Application de la loi ratios « patients par soignant »
Marie-Do AeschlimannLes Républicains
Sénatrice — Hauts-de-Seine
La question
Mme Marie-Do Aeschlimann attire l'attention de Mme la ministre du travail, de la santé, des solidarités et des familles sur le retard préoccupant dans l'application de la loi n° 2025-74 du 29 janvier 2025 relative à l'instauration d'un ratio minimum de soignants par patient hospitalisé.
La loi dispose que « Le ratio prévu au premier alinéa est établi par un décret, pris après avis de la Haute Autorité de santé, pour une période maximale de cinq ans. ». Or, près de trois mois après la promulgation, la Haute Autorité de Santé (HAS) n'a toujours pas reçu de lettre de saisine, ce qui compromet l'application de la mesure.
Par l'intermédiaire de leurs représentants, les professionnels de santé s'interrogent.

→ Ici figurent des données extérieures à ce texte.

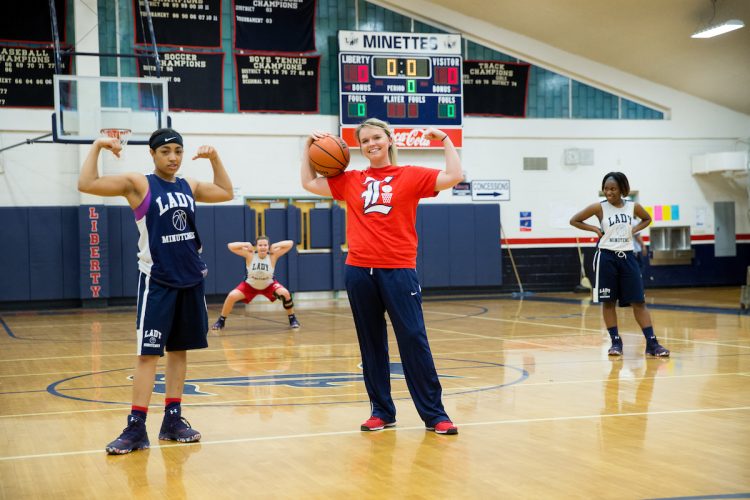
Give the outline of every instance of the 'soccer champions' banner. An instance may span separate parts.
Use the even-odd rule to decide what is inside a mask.
[[[160,52],[161,76],[169,83],[169,109],[224,110],[224,53]],[[153,76],[152,58],[138,59],[138,76]],[[141,95],[141,106],[153,107],[151,93]]]
[[[237,50],[315,50],[315,0],[234,0],[232,15]]]
[[[65,0],[55,0],[57,36],[65,43]],[[52,42],[49,0],[6,0],[0,7],[0,40]]]

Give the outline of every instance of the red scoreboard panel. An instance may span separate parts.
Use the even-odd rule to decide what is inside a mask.
[[[341,136],[357,147],[366,118],[391,124],[401,148],[438,148],[422,137],[436,127],[460,147],[463,125],[461,37],[435,33],[339,31]]]

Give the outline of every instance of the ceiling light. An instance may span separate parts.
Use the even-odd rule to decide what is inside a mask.
[[[712,38],[744,27],[745,23],[740,21],[739,19],[730,19],[729,21],[724,21],[719,25],[710,26],[706,29],[696,31],[690,36],[690,38]]]

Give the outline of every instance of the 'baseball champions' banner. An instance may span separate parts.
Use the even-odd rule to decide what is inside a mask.
[[[315,0],[234,0],[232,6],[235,49],[315,50]]]

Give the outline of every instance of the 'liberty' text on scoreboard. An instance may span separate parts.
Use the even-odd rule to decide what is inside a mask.
[[[339,32],[342,128],[376,117],[394,128],[460,128],[461,37]]]

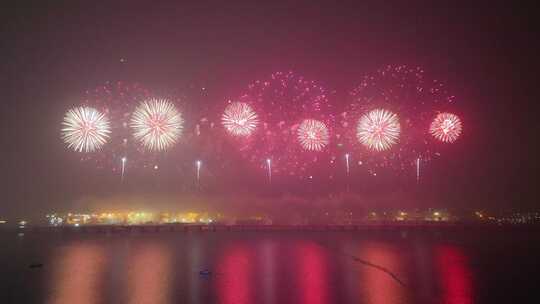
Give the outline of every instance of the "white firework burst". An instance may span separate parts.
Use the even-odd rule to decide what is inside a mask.
[[[184,119],[174,104],[166,99],[141,102],[131,116],[133,136],[146,149],[163,151],[178,142]]]
[[[461,120],[452,113],[439,113],[429,127],[431,135],[445,143],[456,141],[461,135],[461,130]]]
[[[77,152],[93,152],[107,143],[111,127],[109,119],[89,107],[70,109],[62,122],[62,139]]]
[[[257,113],[244,102],[233,102],[228,105],[223,112],[221,122],[234,136],[249,136],[259,124]]]
[[[397,143],[399,133],[398,116],[384,109],[363,115],[356,128],[356,137],[360,143],[375,151],[390,149]]]
[[[310,151],[321,151],[330,139],[326,125],[314,119],[302,121],[298,126],[297,135],[300,145]]]

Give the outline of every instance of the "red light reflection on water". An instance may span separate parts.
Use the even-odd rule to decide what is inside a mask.
[[[47,303],[101,303],[103,273],[107,259],[98,245],[75,243],[59,249],[54,265],[52,292]]]
[[[400,272],[403,266],[397,249],[388,244],[366,242],[362,243],[361,250],[360,258],[393,273]],[[404,288],[388,273],[367,265],[359,267],[362,267],[363,279],[360,290],[364,293],[367,303],[390,304],[403,301]]]
[[[471,271],[465,254],[458,247],[440,246],[436,249],[437,268],[442,288],[442,303],[473,303]]]
[[[253,257],[245,246],[231,245],[220,254],[215,276],[218,302],[224,304],[256,303],[253,301]]]
[[[126,281],[129,303],[169,303],[172,288],[170,249],[159,243],[133,248]]]
[[[296,247],[300,303],[328,303],[328,261],[321,246],[302,242]]]

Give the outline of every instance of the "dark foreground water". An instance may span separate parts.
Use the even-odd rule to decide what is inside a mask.
[[[540,303],[538,234],[3,231],[0,303]]]

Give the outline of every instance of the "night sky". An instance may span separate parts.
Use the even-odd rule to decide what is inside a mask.
[[[0,217],[197,204],[293,208],[314,200],[322,201],[317,208],[332,208],[343,177],[269,187],[233,147],[207,156],[202,189],[193,187],[198,152],[190,147],[163,170],[134,170],[120,184],[117,174],[80,162],[65,148],[60,122],[86,90],[107,81],[181,92],[189,115],[218,120],[219,104],[276,71],[317,80],[339,99],[387,64],[421,66],[444,81],[457,96],[465,131],[425,166],[420,185],[413,175],[374,180],[357,172],[345,199],[392,208],[538,206],[539,48],[532,8],[493,1],[75,2],[20,1],[2,10]]]

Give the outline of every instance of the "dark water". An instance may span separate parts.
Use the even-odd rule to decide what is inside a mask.
[[[4,231],[0,302],[540,303],[537,235]]]

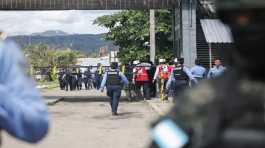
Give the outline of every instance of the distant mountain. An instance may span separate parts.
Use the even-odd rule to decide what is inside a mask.
[[[66,32],[63,32],[61,30],[49,30],[41,33],[32,33],[31,36],[66,36],[68,35]]]
[[[97,52],[100,47],[113,47],[111,41],[102,39],[104,34],[67,34],[63,31],[46,31],[32,35],[11,36],[22,48],[30,44],[47,44],[53,48],[71,48],[86,53]]]

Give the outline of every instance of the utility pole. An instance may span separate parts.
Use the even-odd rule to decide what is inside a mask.
[[[150,10],[150,61],[155,63],[156,40],[155,40],[155,10]]]

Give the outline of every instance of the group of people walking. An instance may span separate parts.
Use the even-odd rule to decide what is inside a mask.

Le nombre de patients par infirmier est plus important en France que dans les autres pays. Or, des études scientifiques démontrent que chaque patient supplémentaire par infirmier accroît de 7 % le risque de mortalité. Face à cet enjeu de santé publique, l'instauration d'un nombre minimum de soignants par patient hospitalisé apparaît comme une réponse nécessaire pour améliorer la qualité des soins et contribuer à sauver des vies.
Alors que près de 180 000 infirmiers ont renoncé à leur activité professionnelle depuis dix ans, cette mesure est également un moyen de relancer l'attractivité de ce métier.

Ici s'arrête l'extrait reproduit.